Here are some examples.
Americans have the right and advantage of being armed - unlike the citizens of other countries whose governments are afraid to trust the people with arms
The best we can hope for concerning the people at large is that they be properly
Here is the most important one which explains what the founding fathers
meant when they used the term militias.
Militias, when properly formed, are in fact the people themselves and include all men capable of bearing arms. To preserve liberty it is essential that the whole body of the people always possess arms and be taught alike, especially when young, how to use them.
Richard Henry Lee
Now, of course, the Supreme Court shouldn't necessarily use text outside the Constitution itself when trying to infer the intent of its authors, but in this case, it is overwhelming. Each and every single thought that the founding fathers had on the second amendment referred to it being one that protected individual's rights to bear arms. If the founding fathers meant this amendment to be collectivist they sure as heck hid it well because you will find no text anywhere that backs up that assertion.
2) On a practical level, none of the amendments to the Constitution are amendments that give rights to the government, but rather to the people. In order to believe that the second amendment is collectivist, you would need to believe that for unknown reasons the founding fathers wanted to enumerate rights to the government among in the second amendment, even though each and every other amendment enumerates rights to the people itself.
Of course, this belief goes against everything we know about the founding fathers. Each and every one of them feared a government too powerful. They wanted to give as many rights as possible to the citizenry and as few rights as possible to the government itself. Of course, this makes no sense. We would all assume that any government sponsored militia would be armed. I don't think they would use the second amendment they created just to make sure everyone knew the government could arm any militias they create.

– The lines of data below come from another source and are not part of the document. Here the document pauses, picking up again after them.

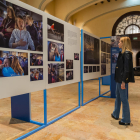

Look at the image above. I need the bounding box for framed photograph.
[48,41,64,62]
[47,18,64,42]
[30,53,43,66]
[84,33,99,64]
[48,63,64,84]
[30,68,43,81]
[66,60,73,69]
[0,1,43,52]
[0,51,28,77]
[66,71,73,81]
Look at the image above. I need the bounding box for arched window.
[112,11,140,36]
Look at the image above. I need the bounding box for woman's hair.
[11,56,23,75]
[3,6,16,27]
[120,37,132,53]
[26,15,33,24]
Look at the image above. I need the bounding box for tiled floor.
[0,79,140,140]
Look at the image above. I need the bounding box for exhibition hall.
[0,0,140,140]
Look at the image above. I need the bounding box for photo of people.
[74,53,79,60]
[48,41,64,61]
[84,33,99,64]
[0,51,28,77]
[48,63,64,84]
[101,64,106,75]
[107,44,111,53]
[0,0,43,51]
[66,60,73,69]
[89,66,92,72]
[47,18,64,42]
[84,66,88,73]
[30,53,43,66]
[93,66,96,72]
[30,68,43,81]
[101,41,107,52]
[101,53,106,63]
[66,71,73,81]
[112,53,119,63]
[97,66,100,72]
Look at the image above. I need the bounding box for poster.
[48,41,64,61]
[0,51,28,78]
[47,18,64,42]
[84,33,99,64]
[0,2,43,52]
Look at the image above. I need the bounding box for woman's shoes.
[111,114,119,120]
[119,121,130,125]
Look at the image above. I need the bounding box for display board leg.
[11,93,31,122]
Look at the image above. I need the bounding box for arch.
[112,11,140,36]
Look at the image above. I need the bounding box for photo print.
[66,71,73,81]
[47,18,64,42]
[30,53,43,66]
[48,41,64,62]
[0,0,43,51]
[112,53,119,63]
[101,41,107,52]
[66,60,73,69]
[0,51,28,77]
[89,66,92,73]
[48,63,64,84]
[101,53,106,63]
[74,53,79,60]
[30,68,43,81]
[93,66,96,72]
[97,66,100,72]
[84,33,99,64]
[84,66,88,73]
[101,64,106,75]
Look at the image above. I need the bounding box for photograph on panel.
[66,60,73,69]
[101,53,106,63]
[30,68,43,81]
[93,66,96,72]
[112,53,119,63]
[84,33,99,64]
[101,41,106,52]
[30,53,43,66]
[97,66,100,72]
[89,66,92,73]
[101,64,106,75]
[0,51,28,77]
[74,53,79,60]
[48,63,64,84]
[66,70,73,81]
[84,66,88,73]
[107,44,111,53]
[0,0,43,51]
[48,41,64,62]
[47,18,64,42]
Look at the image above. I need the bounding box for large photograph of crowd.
[30,68,43,81]
[0,51,28,77]
[0,0,43,51]
[47,18,64,42]
[84,34,99,64]
[48,41,64,61]
[48,63,64,84]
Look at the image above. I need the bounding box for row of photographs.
[0,0,64,52]
[84,66,100,73]
[101,41,111,53]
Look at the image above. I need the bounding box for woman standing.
[0,6,15,48]
[111,37,135,125]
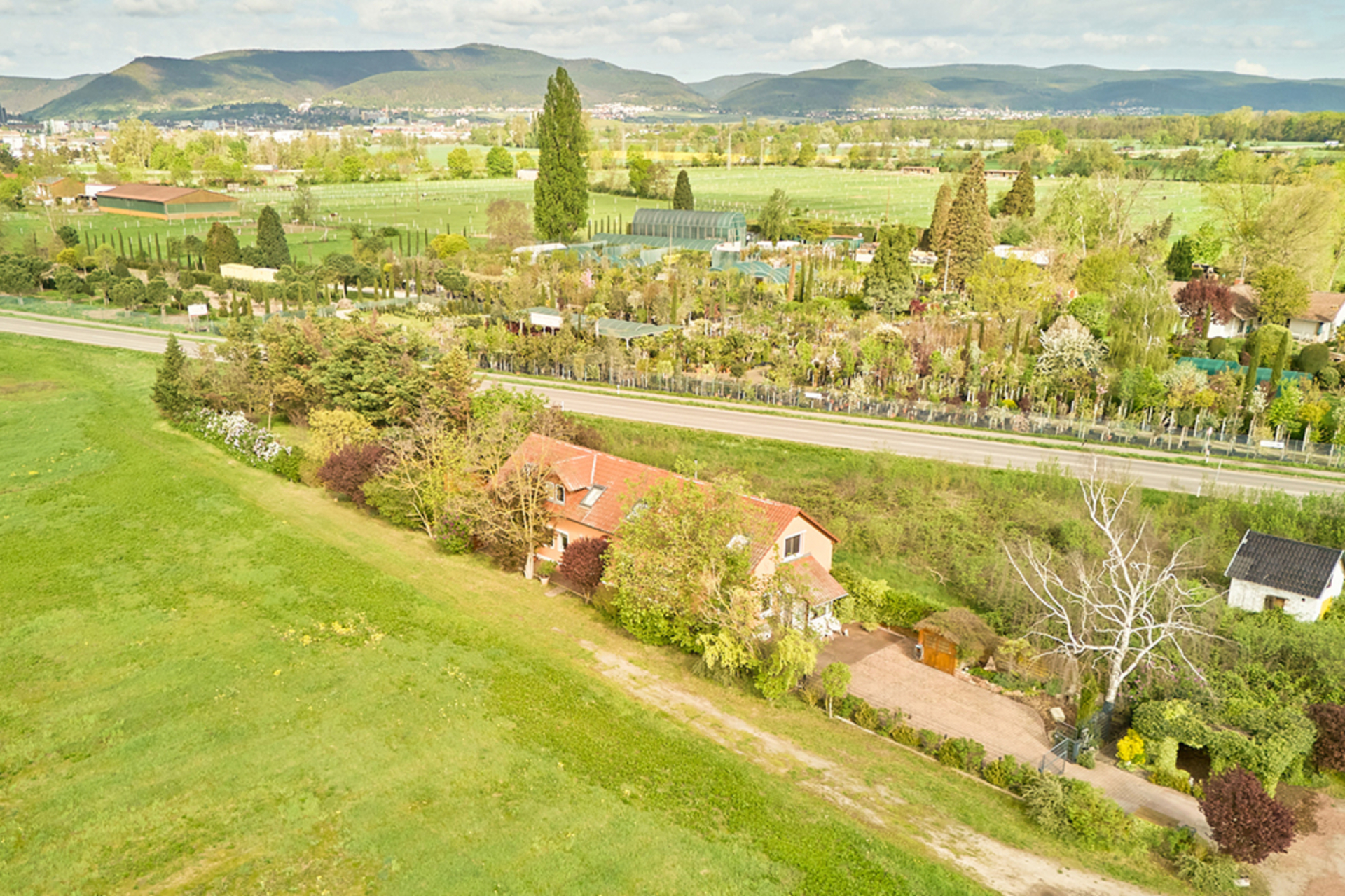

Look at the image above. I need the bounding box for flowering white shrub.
[181,408,294,469]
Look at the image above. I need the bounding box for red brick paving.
[818,626,1209,838]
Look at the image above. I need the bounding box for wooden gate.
[920,628,958,675]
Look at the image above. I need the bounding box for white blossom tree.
[1006,469,1212,703]
[1037,315,1107,377]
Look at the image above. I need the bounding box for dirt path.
[579,640,1167,896]
[818,628,1210,838]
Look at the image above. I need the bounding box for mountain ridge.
[15,43,1345,120]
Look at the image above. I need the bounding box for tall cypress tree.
[151,333,191,417]
[672,168,696,212]
[944,152,991,280]
[1003,161,1037,218]
[257,206,291,269]
[864,225,918,317]
[930,183,952,254]
[203,221,242,273]
[532,69,588,242]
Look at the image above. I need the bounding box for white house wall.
[1228,566,1339,621]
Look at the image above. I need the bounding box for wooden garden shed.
[916,607,1000,675]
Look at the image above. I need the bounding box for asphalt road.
[513,386,1345,495]
[0,315,1345,495]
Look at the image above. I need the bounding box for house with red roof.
[503,433,846,635]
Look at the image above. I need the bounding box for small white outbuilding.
[1224,529,1345,621]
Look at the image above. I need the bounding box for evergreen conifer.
[203,221,242,273]
[151,333,191,417]
[928,183,952,254]
[944,152,991,280]
[257,206,291,270]
[672,168,696,212]
[532,69,588,242]
[864,225,916,316]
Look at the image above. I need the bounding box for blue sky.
[0,0,1345,81]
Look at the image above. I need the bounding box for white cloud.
[772,25,971,59]
[234,0,294,16]
[1083,31,1168,51]
[111,0,196,19]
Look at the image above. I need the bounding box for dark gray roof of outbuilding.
[1224,529,1345,598]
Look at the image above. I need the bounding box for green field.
[0,335,1210,896]
[0,336,984,893]
[0,167,1203,261]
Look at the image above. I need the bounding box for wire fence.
[8,287,1342,468]
[478,352,1342,467]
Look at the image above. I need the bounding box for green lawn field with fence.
[0,167,1206,262]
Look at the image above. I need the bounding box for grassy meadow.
[0,336,1000,893]
[0,167,1205,261]
[0,335,1221,896]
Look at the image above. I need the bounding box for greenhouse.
[630,209,748,242]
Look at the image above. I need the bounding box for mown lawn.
[0,336,1006,895]
[0,167,1209,262]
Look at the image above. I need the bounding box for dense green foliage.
[936,153,994,280]
[257,206,291,270]
[532,69,588,242]
[0,336,1011,896]
[672,168,696,212]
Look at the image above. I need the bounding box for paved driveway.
[818,626,1210,838]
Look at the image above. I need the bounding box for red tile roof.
[98,183,235,203]
[1298,292,1345,323]
[785,554,849,607]
[502,433,836,567]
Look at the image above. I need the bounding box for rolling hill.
[718,59,1345,114]
[686,71,782,101]
[21,43,1345,118]
[29,44,708,118]
[0,74,98,114]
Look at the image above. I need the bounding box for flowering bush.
[180,408,294,478]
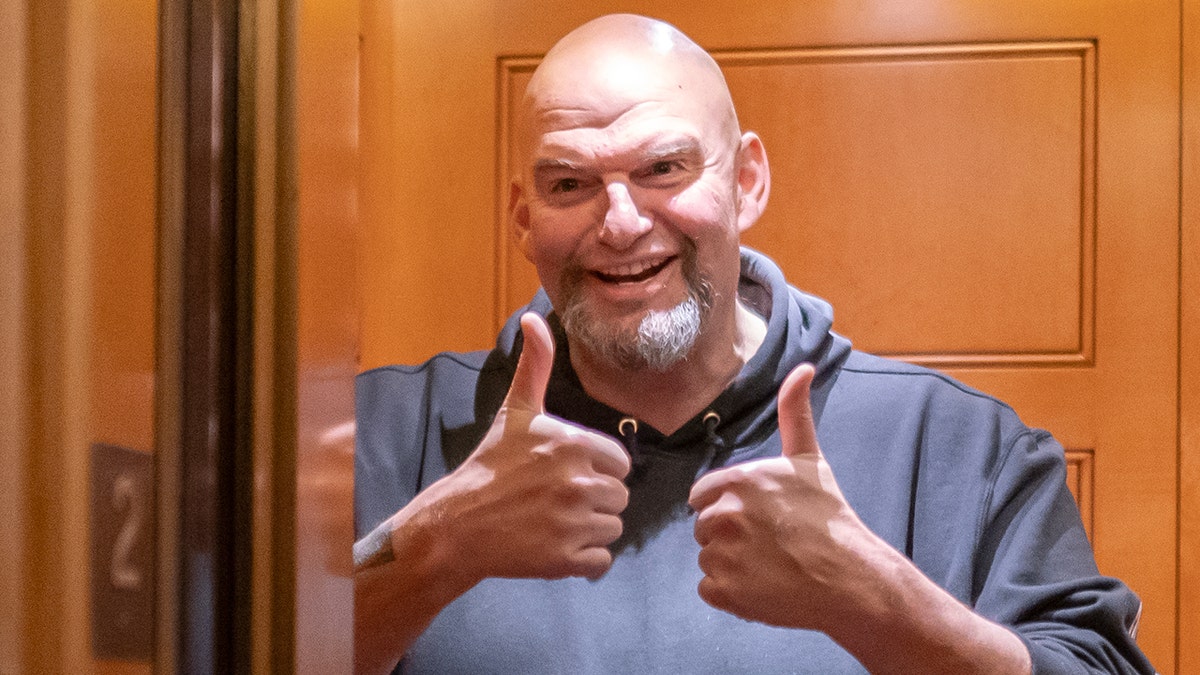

3) The right of the people is found throughout the amendments and each and every other time it is used to give rights to individuals. Here is how the first amendment reads.
Congress shall make no law respecting an establishment of religion, or prohibiting the free exercise thereof; or abridging the freedom of speech, or of the press; or the right of the people peaceably to assemble, and to petition the Government for a redress of grievances.
Now, if we are to take the collectivist argument to its logical conclusion, then people only have a right to speak freely in an organized group. Of course, I never hear that argument made. That's because that is a silly argument. It is no less silly to claim the second amendment is collectivist.